Protein expression is determined by a balance between the translation rate and stability of mRNAs. In human cells, mRNA stability is often regulated by sequence motifs in the 3′ untranslated region such as microRNA-binding sites and AU-rich elements1. Additionally, the protein coding region has been recently recognized as a critical determinant of eukaryotic mRNA stability2,3. The role of the coding sequence in mRNA stability is best understood in the budding yeast S. cerevisiae where poorly translated codons and nascent peptide motifs with positively charged residues can destabilize mRNAs4,5,6,7. Poorly translated codons have also been implicated in regulation of mRNA stability in several other organisms8,9,10,11.

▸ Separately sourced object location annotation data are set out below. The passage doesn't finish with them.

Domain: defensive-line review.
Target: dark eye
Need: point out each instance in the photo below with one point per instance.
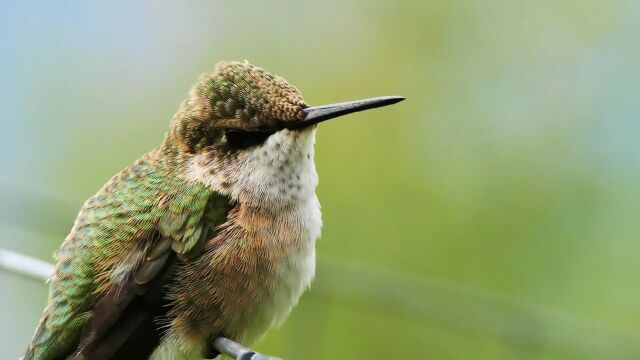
(238, 139)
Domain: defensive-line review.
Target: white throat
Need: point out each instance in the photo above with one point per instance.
(279, 173)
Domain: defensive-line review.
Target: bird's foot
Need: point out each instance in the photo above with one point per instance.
(237, 351)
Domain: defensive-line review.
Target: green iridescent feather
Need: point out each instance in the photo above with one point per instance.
(119, 219)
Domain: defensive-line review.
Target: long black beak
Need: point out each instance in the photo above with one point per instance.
(316, 114)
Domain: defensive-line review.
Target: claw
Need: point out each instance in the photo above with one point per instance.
(237, 351)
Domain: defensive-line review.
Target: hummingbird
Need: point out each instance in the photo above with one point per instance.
(210, 234)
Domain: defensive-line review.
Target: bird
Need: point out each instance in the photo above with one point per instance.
(210, 234)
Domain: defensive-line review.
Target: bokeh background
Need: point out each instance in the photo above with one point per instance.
(492, 215)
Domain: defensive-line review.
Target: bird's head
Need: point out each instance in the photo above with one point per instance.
(242, 122)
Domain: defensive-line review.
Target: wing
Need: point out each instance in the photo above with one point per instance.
(118, 257)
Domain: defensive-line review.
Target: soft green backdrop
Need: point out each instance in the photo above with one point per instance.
(508, 180)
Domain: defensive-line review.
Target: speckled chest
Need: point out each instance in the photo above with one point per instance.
(278, 216)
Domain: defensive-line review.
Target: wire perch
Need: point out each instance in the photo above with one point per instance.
(41, 270)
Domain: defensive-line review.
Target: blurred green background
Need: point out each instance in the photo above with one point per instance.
(492, 215)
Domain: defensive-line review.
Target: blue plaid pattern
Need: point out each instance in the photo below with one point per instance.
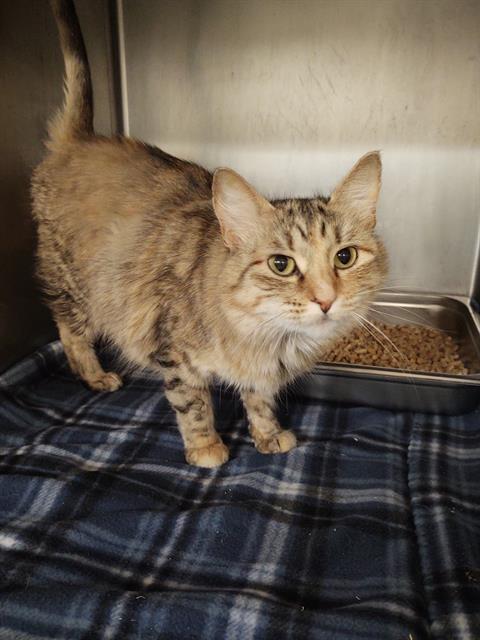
(369, 529)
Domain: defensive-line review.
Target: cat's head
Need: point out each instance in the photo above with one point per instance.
(302, 264)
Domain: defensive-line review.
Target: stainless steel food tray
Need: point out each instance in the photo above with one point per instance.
(405, 390)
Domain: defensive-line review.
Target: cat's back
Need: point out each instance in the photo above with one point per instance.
(92, 181)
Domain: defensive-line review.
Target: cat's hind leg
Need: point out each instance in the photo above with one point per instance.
(83, 360)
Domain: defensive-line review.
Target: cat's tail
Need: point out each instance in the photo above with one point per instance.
(75, 118)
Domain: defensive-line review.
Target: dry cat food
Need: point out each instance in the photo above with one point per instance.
(416, 349)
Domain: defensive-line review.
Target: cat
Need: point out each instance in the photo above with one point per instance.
(192, 275)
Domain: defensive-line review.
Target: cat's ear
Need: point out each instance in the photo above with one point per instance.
(240, 210)
(357, 194)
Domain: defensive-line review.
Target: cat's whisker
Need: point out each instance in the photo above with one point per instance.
(405, 361)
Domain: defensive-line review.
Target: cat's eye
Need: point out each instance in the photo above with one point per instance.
(345, 258)
(282, 265)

Coding sequence features regulating mRNA stability in human cells are less clear. Several recent studies examined the coding sequence determinants of endogenous mRNA stability in human cells and arrived at differing conclusions. Two studies implicated synonymous codon choice as the primary determinant of mRNA stability in human cells12,13. Another found GC and GC3 (wobble base GC) content as major factors regulating mRNA stability14. A fourth study identified amino acid content to be an important contributor15. Extended amino acid motifs and G-quadruplexes in coding regions have also been implicated as triggers of specific mammalian mRNA decay pathways16,17. The associations reported in these studies relied on endogenous human coding sequences. Since human mRNAs differ from each other in codon, amino acid, and GC content as well as in their length and the presence of specific sequence motifs, it is challenging to identify the contribution of each factor to mRNA stability. Further, reporters used in the above studies for validation differ extensively in their nucleotide or amino acid content, which complicates their interpretation.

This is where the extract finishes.